Shutter Speed is an essential part of every camera but on a manual camera its an adjustable setting and part of what I call the Exposure Trilogy, along with the ISO number and the Aperture.



So, after learning what the shutter is, there is a question that every photographer wants to know about shutter speed. That is, “how do I see the affect of shutter speed in my photographs?” The answer is that shutter speed controls the appearance of motion in a photograph. In other words, you’ll see moving subjects as either frozen and motionless or in a linear blur depending on the shutter speed you have chosen.



With shutter speed you can portray a moving subject any way you want the viewer to see it in the final image.  The slower the shutter speed, like 1/15th, the more motion blur you will capture.



The higher the shutter speed, like 1/125th or faster, the more sharp and still the subject will appear. Just to give you some idea about the affect of speeds, here are some examples:



An 8000th of a second will stop a bullet in mid air.

A 1000th or faster will freeze a landing jet

A 125th or faster is good for sports

A 60th is good to make a clear portrait

A 30th will begin to express motion blur

A 15th to 1 second will capture increasing degrees of motion blur.

2 seconds and beyond will make flowing water look like clouds.



The visual effect motion is, of course, a combination of the subject’s speed and the shutter speed. From B to 1/5000th of a second and very stop in between there will be varying degrees of motion, from absolute blur to the sharp stillness of a speeding subject suspended in time, like the famous photo by Harold Edgerton of a bullet cutting through a playing card. In the photo the bullet is frozen in mid air.
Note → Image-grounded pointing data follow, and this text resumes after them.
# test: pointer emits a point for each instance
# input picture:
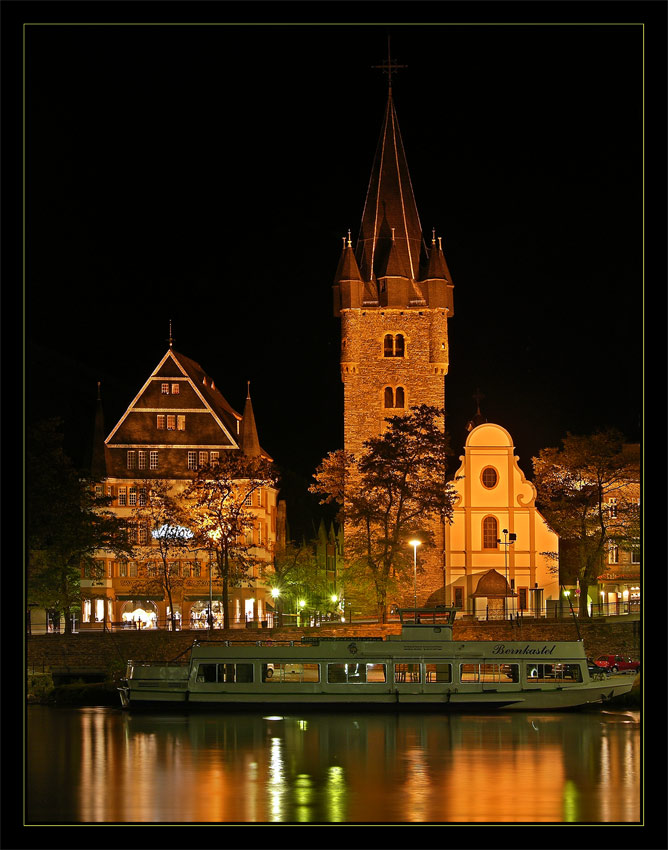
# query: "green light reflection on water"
(571, 799)
(336, 794)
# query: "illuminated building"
(178, 422)
(488, 572)
(619, 584)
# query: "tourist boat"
(421, 668)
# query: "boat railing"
(439, 616)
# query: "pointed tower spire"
(389, 204)
(250, 444)
(98, 467)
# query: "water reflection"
(103, 765)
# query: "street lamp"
(210, 617)
(415, 544)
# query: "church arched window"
(394, 398)
(393, 345)
(490, 533)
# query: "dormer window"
(393, 345)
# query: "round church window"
(489, 477)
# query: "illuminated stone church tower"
(394, 295)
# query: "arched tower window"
(489, 477)
(490, 533)
(394, 397)
(393, 345)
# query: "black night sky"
(207, 174)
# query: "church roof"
(437, 268)
(347, 268)
(390, 212)
(492, 584)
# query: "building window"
(393, 345)
(490, 533)
(394, 398)
(489, 477)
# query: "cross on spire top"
(390, 66)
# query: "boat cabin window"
(436, 673)
(279, 672)
(355, 673)
(228, 673)
(502, 674)
(407, 673)
(553, 672)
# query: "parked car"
(615, 663)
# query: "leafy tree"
(219, 513)
(161, 516)
(298, 575)
(574, 484)
(66, 521)
(395, 490)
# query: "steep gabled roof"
(206, 396)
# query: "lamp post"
(275, 593)
(210, 617)
(414, 544)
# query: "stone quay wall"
(105, 654)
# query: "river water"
(103, 765)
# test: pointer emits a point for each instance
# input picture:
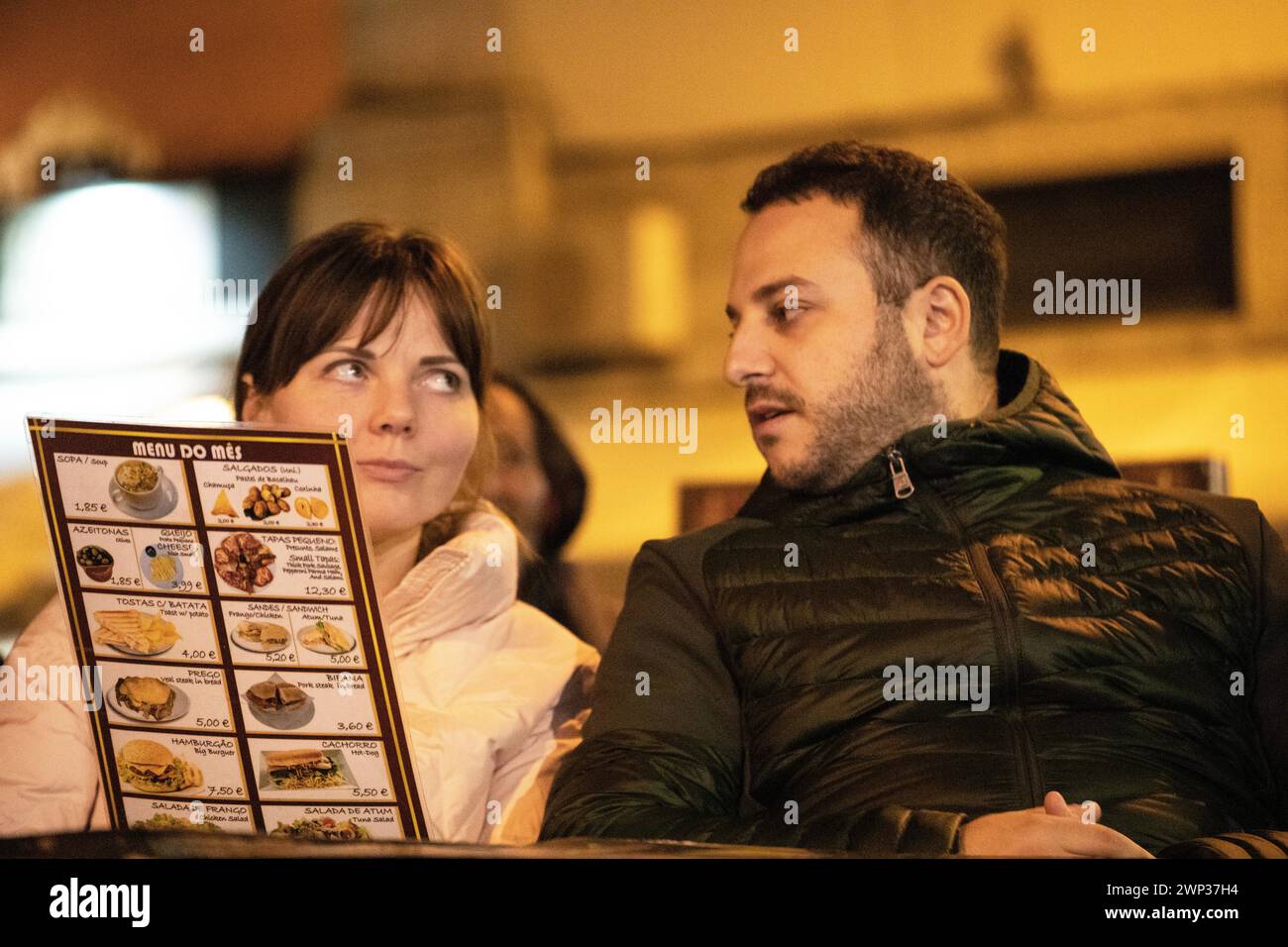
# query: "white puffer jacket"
(493, 694)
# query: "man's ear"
(947, 308)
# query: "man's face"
(832, 381)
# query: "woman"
(380, 335)
(539, 483)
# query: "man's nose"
(748, 357)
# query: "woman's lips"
(387, 472)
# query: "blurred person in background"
(385, 329)
(539, 483)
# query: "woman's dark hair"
(545, 579)
(320, 289)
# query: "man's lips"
(767, 416)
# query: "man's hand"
(1052, 830)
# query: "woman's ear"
(253, 401)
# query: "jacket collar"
(1035, 425)
(468, 579)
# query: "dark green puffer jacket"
(1136, 642)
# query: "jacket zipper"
(1000, 603)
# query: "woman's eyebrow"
(372, 356)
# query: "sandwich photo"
(149, 697)
(301, 770)
(275, 696)
(326, 638)
(151, 768)
(261, 635)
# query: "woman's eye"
(445, 380)
(347, 371)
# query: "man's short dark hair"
(913, 227)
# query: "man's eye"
(781, 312)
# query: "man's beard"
(884, 395)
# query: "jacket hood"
(1035, 425)
(468, 579)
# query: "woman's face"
(408, 405)
(516, 484)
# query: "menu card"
(218, 585)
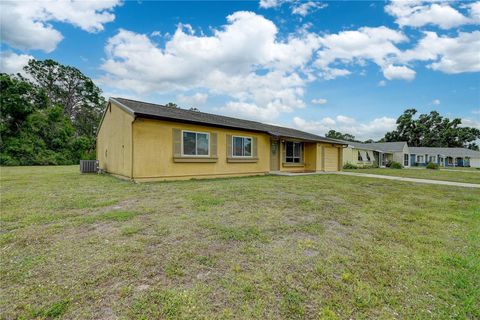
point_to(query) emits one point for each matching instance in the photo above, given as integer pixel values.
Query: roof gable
(155, 111)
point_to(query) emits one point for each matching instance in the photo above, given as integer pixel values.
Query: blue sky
(349, 66)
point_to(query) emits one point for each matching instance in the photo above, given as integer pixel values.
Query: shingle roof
(449, 152)
(156, 111)
(379, 146)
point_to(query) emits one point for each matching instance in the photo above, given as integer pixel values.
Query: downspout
(132, 148)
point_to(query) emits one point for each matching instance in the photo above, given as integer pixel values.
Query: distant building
(368, 154)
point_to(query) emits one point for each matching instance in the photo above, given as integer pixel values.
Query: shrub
(395, 165)
(433, 166)
(349, 165)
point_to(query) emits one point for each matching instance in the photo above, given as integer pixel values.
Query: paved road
(447, 183)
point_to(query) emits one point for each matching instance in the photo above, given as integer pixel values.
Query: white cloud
(195, 100)
(243, 60)
(344, 120)
(374, 129)
(13, 63)
(449, 54)
(420, 13)
(471, 123)
(357, 47)
(299, 7)
(268, 4)
(392, 72)
(304, 8)
(26, 24)
(319, 101)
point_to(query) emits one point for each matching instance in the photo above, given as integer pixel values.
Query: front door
(274, 155)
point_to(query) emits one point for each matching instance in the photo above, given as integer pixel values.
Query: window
(293, 151)
(242, 146)
(195, 143)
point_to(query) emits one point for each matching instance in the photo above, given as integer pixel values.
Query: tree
(50, 119)
(66, 86)
(340, 136)
(432, 130)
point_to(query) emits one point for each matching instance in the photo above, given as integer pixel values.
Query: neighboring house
(365, 154)
(445, 157)
(144, 141)
(360, 154)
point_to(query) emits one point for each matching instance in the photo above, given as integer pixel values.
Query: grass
(315, 247)
(422, 173)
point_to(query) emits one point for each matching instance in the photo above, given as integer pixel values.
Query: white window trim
(293, 157)
(197, 155)
(233, 147)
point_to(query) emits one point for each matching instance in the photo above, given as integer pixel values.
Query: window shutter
(213, 144)
(177, 142)
(229, 146)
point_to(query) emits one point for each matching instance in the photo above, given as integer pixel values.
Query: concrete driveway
(441, 182)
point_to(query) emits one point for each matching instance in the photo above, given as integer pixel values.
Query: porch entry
(274, 155)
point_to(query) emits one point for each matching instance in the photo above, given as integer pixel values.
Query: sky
(350, 66)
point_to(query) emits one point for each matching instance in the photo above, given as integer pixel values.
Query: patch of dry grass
(325, 246)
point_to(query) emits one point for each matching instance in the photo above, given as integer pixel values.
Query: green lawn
(318, 246)
(421, 173)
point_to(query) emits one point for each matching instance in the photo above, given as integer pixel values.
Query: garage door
(331, 159)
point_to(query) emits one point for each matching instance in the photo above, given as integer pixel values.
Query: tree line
(49, 116)
(426, 130)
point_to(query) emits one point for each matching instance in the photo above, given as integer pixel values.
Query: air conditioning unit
(88, 166)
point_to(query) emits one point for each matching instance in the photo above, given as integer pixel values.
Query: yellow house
(144, 141)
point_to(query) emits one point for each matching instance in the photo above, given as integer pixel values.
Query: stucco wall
(153, 152)
(114, 142)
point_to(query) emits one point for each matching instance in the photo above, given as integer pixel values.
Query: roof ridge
(270, 126)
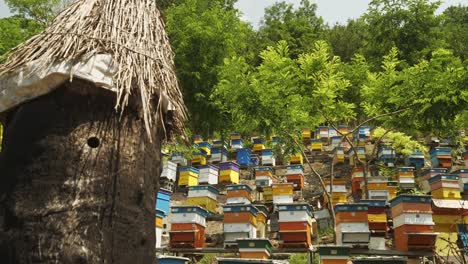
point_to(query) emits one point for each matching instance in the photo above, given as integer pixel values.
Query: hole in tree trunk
(93, 142)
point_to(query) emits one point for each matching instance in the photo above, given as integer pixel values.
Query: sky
(332, 11)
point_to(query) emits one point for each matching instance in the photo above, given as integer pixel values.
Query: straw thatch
(132, 32)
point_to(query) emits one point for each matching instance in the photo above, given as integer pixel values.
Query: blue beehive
(416, 159)
(163, 199)
(243, 156)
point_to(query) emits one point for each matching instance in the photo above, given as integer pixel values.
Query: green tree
(409, 25)
(39, 10)
(14, 30)
(434, 92)
(347, 40)
(455, 28)
(203, 33)
(300, 27)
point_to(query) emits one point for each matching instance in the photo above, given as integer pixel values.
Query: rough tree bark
(77, 180)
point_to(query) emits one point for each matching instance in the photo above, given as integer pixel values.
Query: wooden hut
(86, 104)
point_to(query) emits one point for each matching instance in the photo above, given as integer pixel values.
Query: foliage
(410, 25)
(433, 92)
(298, 27)
(455, 28)
(300, 259)
(14, 30)
(400, 142)
(42, 11)
(203, 33)
(347, 40)
(282, 93)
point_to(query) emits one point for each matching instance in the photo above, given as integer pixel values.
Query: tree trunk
(78, 180)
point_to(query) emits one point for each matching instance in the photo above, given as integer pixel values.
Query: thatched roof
(130, 32)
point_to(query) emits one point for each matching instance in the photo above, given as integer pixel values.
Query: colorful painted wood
(412, 223)
(239, 194)
(254, 248)
(208, 174)
(188, 226)
(441, 157)
(334, 254)
(205, 196)
(229, 172)
(188, 176)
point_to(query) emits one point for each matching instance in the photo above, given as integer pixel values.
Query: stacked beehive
(240, 221)
(205, 146)
(295, 175)
(254, 248)
(295, 225)
(413, 227)
(259, 144)
(188, 176)
(163, 198)
(447, 216)
(322, 133)
(197, 139)
(445, 186)
(378, 189)
(229, 172)
(357, 176)
(282, 193)
(188, 225)
(406, 177)
(339, 155)
(429, 173)
(296, 158)
(243, 156)
(208, 174)
(316, 145)
(339, 192)
(386, 154)
(168, 175)
(205, 196)
(377, 218)
(306, 134)
(262, 219)
(268, 158)
(441, 157)
(415, 159)
(263, 177)
(462, 179)
(352, 227)
(198, 158)
(334, 254)
(179, 159)
(218, 151)
(239, 194)
(236, 141)
(361, 154)
(392, 187)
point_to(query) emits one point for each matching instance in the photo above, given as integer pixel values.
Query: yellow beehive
(199, 159)
(283, 189)
(205, 202)
(306, 133)
(446, 193)
(258, 147)
(267, 194)
(158, 222)
(316, 145)
(229, 176)
(296, 159)
(377, 218)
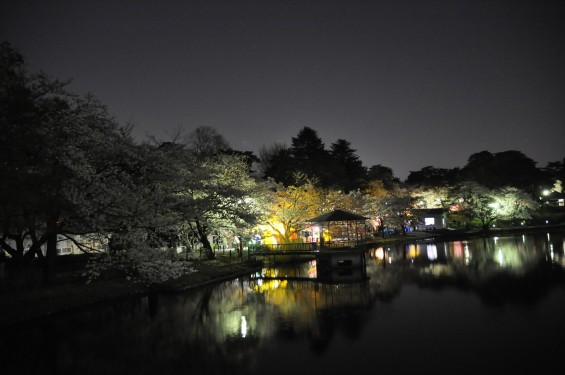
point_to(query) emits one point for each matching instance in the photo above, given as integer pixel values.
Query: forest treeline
(70, 171)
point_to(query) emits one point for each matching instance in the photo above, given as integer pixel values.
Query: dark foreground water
(493, 305)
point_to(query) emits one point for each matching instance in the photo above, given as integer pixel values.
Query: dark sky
(408, 83)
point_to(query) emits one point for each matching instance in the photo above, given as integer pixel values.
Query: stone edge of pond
(27, 311)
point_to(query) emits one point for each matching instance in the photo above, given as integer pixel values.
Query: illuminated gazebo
(343, 226)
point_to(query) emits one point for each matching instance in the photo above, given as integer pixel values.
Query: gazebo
(344, 224)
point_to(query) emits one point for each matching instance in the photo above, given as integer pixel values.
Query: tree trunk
(51, 252)
(202, 233)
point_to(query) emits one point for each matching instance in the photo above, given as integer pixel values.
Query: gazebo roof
(337, 215)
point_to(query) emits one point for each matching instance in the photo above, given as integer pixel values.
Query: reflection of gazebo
(343, 226)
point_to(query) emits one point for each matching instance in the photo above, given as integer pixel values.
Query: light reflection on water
(494, 304)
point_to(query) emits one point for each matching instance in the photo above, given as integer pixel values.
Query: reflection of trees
(223, 328)
(514, 269)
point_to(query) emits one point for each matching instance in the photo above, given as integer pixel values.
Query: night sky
(409, 83)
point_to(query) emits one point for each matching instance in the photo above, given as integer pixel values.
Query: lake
(480, 305)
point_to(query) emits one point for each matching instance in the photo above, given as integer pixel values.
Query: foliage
(290, 207)
(139, 262)
(486, 206)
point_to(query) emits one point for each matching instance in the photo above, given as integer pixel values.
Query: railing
(304, 247)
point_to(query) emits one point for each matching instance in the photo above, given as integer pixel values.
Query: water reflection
(486, 304)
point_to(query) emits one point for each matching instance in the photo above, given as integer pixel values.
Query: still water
(494, 305)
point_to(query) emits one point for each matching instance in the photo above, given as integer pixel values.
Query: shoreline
(19, 307)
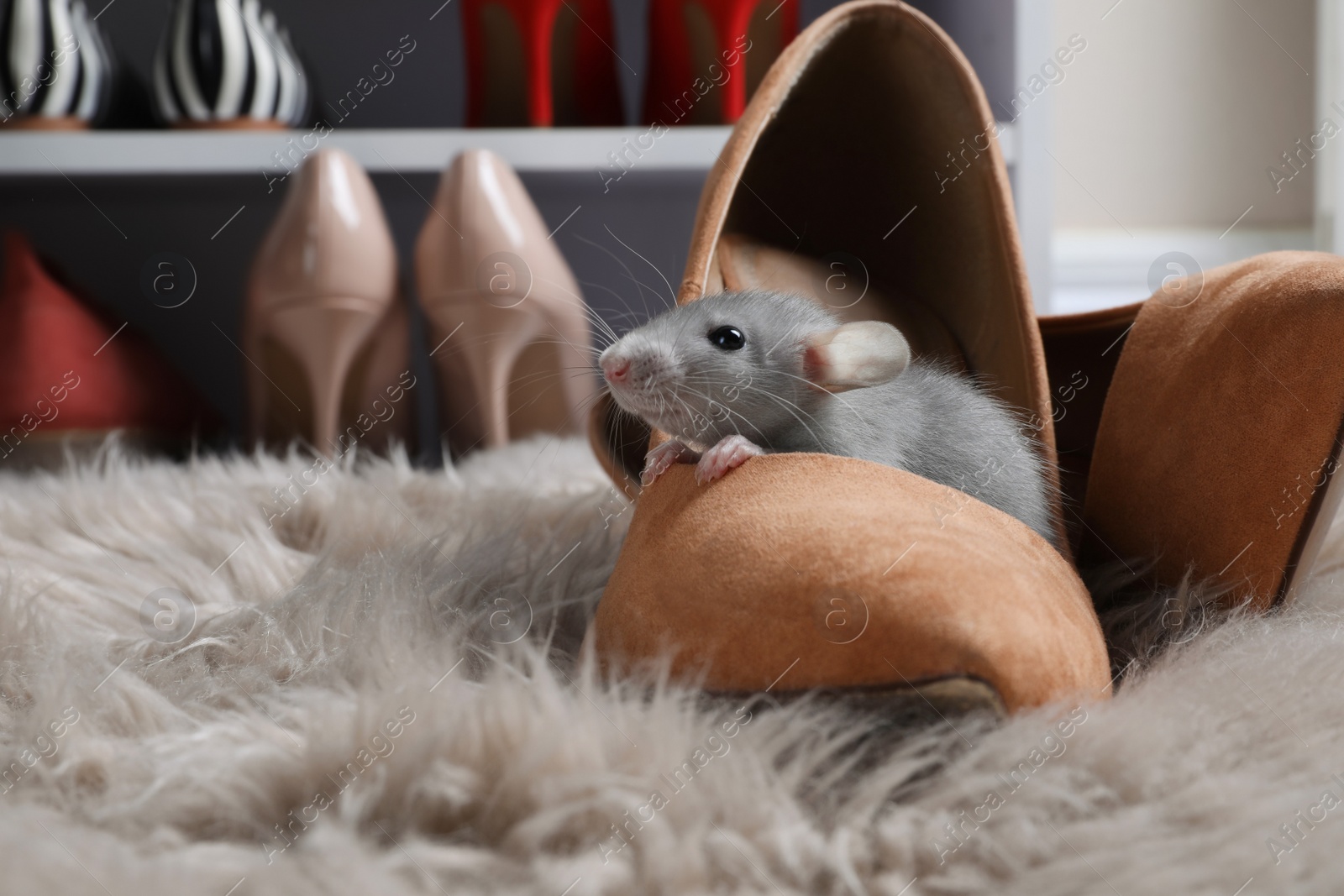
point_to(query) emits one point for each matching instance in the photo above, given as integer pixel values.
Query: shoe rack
(104, 203)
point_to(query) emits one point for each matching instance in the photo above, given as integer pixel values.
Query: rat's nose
(616, 369)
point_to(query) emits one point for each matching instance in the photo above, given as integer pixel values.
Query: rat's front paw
(732, 452)
(658, 461)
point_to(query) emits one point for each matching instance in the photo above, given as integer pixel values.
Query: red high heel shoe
(699, 45)
(539, 63)
(69, 376)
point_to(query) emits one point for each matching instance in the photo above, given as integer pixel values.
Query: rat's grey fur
(929, 421)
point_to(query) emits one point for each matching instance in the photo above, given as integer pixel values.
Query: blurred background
(1187, 129)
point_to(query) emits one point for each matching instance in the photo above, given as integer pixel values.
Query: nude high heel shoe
(507, 320)
(326, 331)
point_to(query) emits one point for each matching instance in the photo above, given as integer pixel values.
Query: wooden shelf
(409, 149)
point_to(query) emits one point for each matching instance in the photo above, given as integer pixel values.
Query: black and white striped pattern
(219, 60)
(54, 60)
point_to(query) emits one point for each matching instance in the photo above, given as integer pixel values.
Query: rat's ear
(857, 355)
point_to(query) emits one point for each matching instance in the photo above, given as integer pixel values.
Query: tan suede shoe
(870, 181)
(1220, 439)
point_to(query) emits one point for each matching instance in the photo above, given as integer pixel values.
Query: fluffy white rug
(378, 696)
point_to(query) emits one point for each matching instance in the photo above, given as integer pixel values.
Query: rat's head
(753, 363)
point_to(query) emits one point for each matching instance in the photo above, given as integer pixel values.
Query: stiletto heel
(475, 369)
(326, 329)
(698, 45)
(324, 338)
(539, 63)
(504, 311)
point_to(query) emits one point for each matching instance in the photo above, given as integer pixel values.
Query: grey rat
(741, 374)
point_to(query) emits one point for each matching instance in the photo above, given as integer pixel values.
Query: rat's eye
(727, 338)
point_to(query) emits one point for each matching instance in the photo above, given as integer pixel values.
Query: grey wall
(340, 39)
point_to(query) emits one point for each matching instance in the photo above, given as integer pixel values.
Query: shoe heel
(475, 367)
(324, 338)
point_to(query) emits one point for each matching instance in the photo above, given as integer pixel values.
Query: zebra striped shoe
(55, 66)
(226, 66)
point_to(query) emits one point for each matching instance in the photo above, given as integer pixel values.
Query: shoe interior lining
(859, 160)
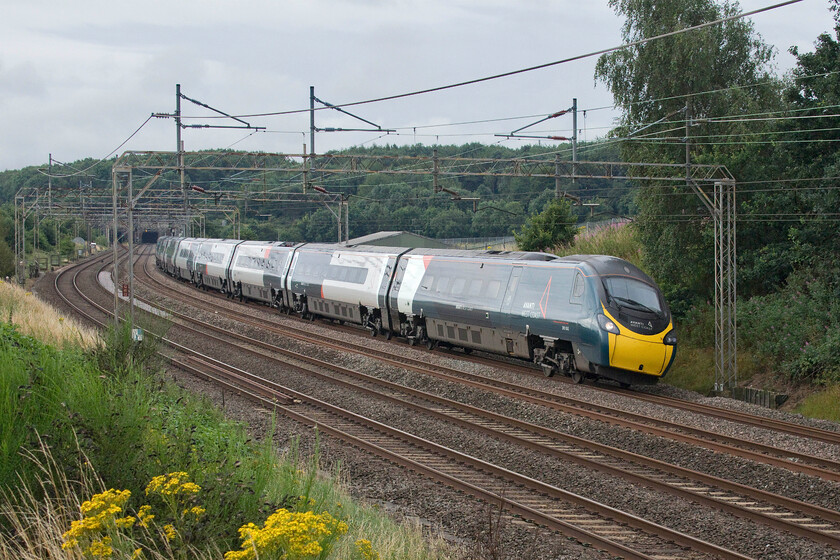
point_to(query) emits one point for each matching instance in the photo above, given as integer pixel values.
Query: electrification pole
(312, 120)
(180, 149)
(574, 139)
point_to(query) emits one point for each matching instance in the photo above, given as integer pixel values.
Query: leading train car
(258, 271)
(581, 316)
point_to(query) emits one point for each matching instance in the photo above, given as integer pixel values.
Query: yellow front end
(638, 352)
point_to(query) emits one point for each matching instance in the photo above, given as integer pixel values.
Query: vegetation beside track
(788, 339)
(77, 419)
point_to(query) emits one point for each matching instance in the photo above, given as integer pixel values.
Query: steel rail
(737, 505)
(790, 460)
(261, 389)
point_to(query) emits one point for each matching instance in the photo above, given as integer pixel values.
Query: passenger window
(578, 290)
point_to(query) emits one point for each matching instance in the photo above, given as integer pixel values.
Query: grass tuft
(41, 321)
(823, 404)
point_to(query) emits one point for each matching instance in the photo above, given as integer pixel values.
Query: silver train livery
(583, 316)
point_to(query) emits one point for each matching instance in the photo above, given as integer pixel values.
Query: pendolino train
(584, 316)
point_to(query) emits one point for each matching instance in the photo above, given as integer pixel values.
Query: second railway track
(802, 519)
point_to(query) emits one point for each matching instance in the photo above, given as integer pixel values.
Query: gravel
(473, 526)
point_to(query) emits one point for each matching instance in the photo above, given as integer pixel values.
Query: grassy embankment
(795, 330)
(79, 415)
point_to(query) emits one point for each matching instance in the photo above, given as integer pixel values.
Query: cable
(115, 150)
(528, 69)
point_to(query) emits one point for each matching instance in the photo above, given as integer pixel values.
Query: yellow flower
(170, 532)
(101, 548)
(144, 516)
(172, 484)
(197, 511)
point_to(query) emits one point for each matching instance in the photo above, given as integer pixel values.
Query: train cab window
(578, 290)
(633, 295)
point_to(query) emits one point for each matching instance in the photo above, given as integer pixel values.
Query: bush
(796, 330)
(556, 225)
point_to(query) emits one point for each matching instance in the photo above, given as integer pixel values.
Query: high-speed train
(584, 316)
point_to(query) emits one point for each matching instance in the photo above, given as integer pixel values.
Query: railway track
(628, 537)
(797, 462)
(819, 524)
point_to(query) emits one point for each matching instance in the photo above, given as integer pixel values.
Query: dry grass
(41, 321)
(822, 404)
(616, 239)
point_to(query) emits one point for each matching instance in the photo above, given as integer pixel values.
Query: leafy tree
(661, 85)
(553, 226)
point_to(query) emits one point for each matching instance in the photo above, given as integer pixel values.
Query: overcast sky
(78, 78)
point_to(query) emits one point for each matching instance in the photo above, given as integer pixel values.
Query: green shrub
(796, 330)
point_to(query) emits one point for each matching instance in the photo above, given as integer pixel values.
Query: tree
(553, 226)
(664, 84)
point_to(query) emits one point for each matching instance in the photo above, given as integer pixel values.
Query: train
(582, 316)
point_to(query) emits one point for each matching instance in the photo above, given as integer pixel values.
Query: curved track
(620, 534)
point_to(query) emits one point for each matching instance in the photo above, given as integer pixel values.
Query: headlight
(608, 325)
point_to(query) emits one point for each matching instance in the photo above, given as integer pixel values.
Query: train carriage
(342, 283)
(258, 271)
(185, 255)
(582, 316)
(212, 262)
(167, 247)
One important tip I’ll pass along in regard to shutter speed is that if you use a setting that is slower than a 60th of a second, you should use a tripod or something to steady the camera. Some photographers recommend that you not hand hold a shutter speed if you shutter speed number is less than the focal length number of your lens. For example, If you are using a 125mm lens, don’t hand hold the camera for shutter speeds lest than a 125th of a second. Otherwise you’ll end up with a blurry image due to camera movement. This kind of blur tends to look amateurish, like the photographer made a mistake.



If you’re really steady, and you haven’t had too much caffeine, you might go down a stop less than recommended without negative effects.



As a photographer who understands the visual effects of shutter speed, it is important that you consider which setting would best capture how you want to interpret a subject in motion. If you have a point and shoot camera, you have little choice about which shutter speed the camera is going to use.



If you have a DSLR then your options are endless. Shutter speed is a tool that can bring visual excitement and creativity to your photography. It’ll allow you many ways to express motion in the stillness of the fixed photographic image.



Now, its time to consider your own camera’ shutter and the ways to capture some of the many things around you that are in motion. My advice is to turn your camera toward the light, throw open the shutter, and let the shadows fall behind you.